Another problem is continual change, as health-care facilities rarely remain static. Inevitable changes include the relocation of departments and architectural updates through renovations, additions or new construction. So, the environment patients encountered during their last visit may be entirely different the next time.
Further, many hospitals and clinics deliver care in a decentralized fashion. Patients often find themselves navigating multiple buildings and needing to visit numerous different offices during a single health-care campus visit. While wayfinding should logically involve linear paths, this is rarely the case.

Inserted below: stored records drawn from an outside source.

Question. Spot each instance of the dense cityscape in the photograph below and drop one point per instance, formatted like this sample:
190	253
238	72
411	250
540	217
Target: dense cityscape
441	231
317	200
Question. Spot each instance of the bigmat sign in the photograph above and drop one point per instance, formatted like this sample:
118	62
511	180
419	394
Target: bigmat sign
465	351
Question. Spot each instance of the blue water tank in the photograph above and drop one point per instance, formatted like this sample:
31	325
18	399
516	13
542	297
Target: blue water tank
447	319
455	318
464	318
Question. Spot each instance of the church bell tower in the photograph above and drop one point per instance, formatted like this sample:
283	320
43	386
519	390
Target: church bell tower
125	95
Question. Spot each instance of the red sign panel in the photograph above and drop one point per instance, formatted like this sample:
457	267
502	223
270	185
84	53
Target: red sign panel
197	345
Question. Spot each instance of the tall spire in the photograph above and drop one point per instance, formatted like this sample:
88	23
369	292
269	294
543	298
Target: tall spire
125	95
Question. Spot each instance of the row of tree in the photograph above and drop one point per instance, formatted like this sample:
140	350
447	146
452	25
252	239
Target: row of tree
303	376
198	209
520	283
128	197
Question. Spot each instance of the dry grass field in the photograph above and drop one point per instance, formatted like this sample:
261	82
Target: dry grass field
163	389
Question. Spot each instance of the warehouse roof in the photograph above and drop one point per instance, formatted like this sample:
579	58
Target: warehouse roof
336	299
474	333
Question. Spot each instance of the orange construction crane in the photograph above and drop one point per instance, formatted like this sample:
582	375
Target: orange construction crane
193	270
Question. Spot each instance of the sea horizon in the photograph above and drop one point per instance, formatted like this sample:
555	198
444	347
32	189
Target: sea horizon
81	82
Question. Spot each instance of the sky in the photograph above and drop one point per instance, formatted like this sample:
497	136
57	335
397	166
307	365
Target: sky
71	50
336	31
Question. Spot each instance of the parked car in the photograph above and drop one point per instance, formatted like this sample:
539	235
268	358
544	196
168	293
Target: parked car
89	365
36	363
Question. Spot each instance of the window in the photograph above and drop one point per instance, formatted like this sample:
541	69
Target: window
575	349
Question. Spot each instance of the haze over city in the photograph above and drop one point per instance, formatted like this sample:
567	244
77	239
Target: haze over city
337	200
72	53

Traditionally, the task of guiding patients, visitors and other facility users has fallen onto signs alone. While signage certainly remains a significant component of any wayfinding approach, however, a broader spectrum of tools is needed. Indeed, the entire professional discipline of environmental graphic design (EGD) has evolved to provide more effective solutions to the aforementioned problems. One such solution is integrated wayfinding.
Integrated wayfinding
Through EGD, multiple forms of communication are layered within a facility to ensure users have all of the information they need to get to their destinations easily and on time. The concept of integrated wayfinding is to consider the many ways users can receive such information, including but not limited to signs, and then to respond by distributing the information when and where it is needed.
Some hospitals attempt to provide an ideal patient experience from the beginning with an appointment reminder card that includes some of the same information found on signs, such as simple maps, parking instructions, entry points and departmental icons. Their websites often provide the same orientation details, while smart phone and tablet computer applications are also entering the mix of wayfinding tools.

Some hospitals integrate wayfinding sign information into their appointment reminder cards and websites. Smart phone and tablet computer applications are now also entering the mix.
Hospital employees commit inordinate time to helping people find their way. While this is one of the problems that integrated wayfinding should solve, there will always be some need for interpersonal communications in the mix, whether formally structured—as through phone outreach and information desks—or through direct encounters whenever visitors seek guidance.
In line with EGD, architecture and interior design can provide powerful orientation cues. In new facilities, there is an enormous opportunity for floor plans and the relationship between various rooms and departments to support wayfinding. The colours, materials, graphics and other visual cues implemented through interior design or renovations can help clearly designate different floors, zones and departments.